Shopping is becoming less and less of a consumer experience—or, for many, less of a chore—as the list of things that can be bought online and delivered to our homes grows to include, well, almost anything you can think of. An Israeli startup is working to make shopping and deliveries even faster and cheaper—and they’re succeeding.

Last week, CommonSense Robotics announced the launch of its first autonomous micro-fulfillment center in Tel Aviv. The company claims the facility is the smallest of its type in the world at 6,000 square feet. For comparison’s sake—most fulfillment hubs that incorporate robotics are at least 120,000 square feet. Amazon’s upcoming facility in Bessemer, Alabama will be a massive 855,000 square feet.

The thing about a building whose square footage is in the hundred-thousands is, you can fit a lot of stuff inside it, but there aren’t many places you can fit the building itself, especially not in major urban areas. So most fulfillment centers are outside cities, which means more time and more money to get your Moroccan oil shampoo, or your vegetable garden starter kit, or your 100-pack of organic protein bars from that fulfillment center to your front door.
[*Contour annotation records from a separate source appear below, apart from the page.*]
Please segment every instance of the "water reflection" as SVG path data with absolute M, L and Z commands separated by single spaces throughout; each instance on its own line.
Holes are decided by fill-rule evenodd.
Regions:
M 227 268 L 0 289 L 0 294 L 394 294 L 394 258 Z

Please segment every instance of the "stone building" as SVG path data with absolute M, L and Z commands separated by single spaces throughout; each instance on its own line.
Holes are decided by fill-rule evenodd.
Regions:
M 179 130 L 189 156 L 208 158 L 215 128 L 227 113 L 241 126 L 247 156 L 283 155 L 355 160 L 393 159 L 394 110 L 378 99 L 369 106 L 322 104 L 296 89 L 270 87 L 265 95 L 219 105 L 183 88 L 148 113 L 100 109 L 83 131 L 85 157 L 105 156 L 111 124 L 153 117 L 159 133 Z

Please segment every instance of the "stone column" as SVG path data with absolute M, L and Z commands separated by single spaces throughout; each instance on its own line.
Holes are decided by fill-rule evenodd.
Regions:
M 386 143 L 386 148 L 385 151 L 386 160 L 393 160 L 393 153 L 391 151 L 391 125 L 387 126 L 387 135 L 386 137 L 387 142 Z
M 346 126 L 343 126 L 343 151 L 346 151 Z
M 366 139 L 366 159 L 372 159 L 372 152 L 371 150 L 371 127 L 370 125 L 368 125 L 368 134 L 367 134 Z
CommonSense Robotics built the Tel Aviv center in an area that was previously thought too small for warehouse infrastructure. “In order to fit our site into small, tight urban spaces, we’ve designed every single element of it to optimize for space efficiency,” said Avital Sterngold, VP of operations. Using a robotic sorting system that includes hundreds of robots, plus AI software that assigns them specific tasks, the facility can prepare orders in less than five minutes end-to-end.

It’s not all automated, though—there’s still some human labor in the mix. The robots fetch goods and bring them to a team of people, who then pack the individual orders.

CommonSense raised $20 million this year in a funding round led by Palo Alto-based Playground Global. The company hopes to expand its operations to the US and UK in 2019. Its business model is to charge retailers a fee for each order fulfilled, while maintaining ownership and operation of the fulfillment centers. The first retailers to jump on the bandwagon were Super-Pharm, a drugstore chain, and Rami Levy, a retail supermarket chain.

“Staying competitive in today’s market is anchored by delivering orders quickly and determining how to fulfill and deliver orders efficiently, which are always the most complex aspects of any ecommerce operation. With robotics, we will be able to fulfill and deliver orders in under one hour, all while saving costs on said fulfillment and delivery,” said Super-Pharm VP Yossi Cohen. “Before CommonSense Robotics, we offered our customers next-day home delivery. With this partnership, we are now able to offer our customers same-day delivery and will very soon be offering them one-hour delivery.”

Long live the instant gratification economy—and the increasingly sophisticated technology that’s enabling it.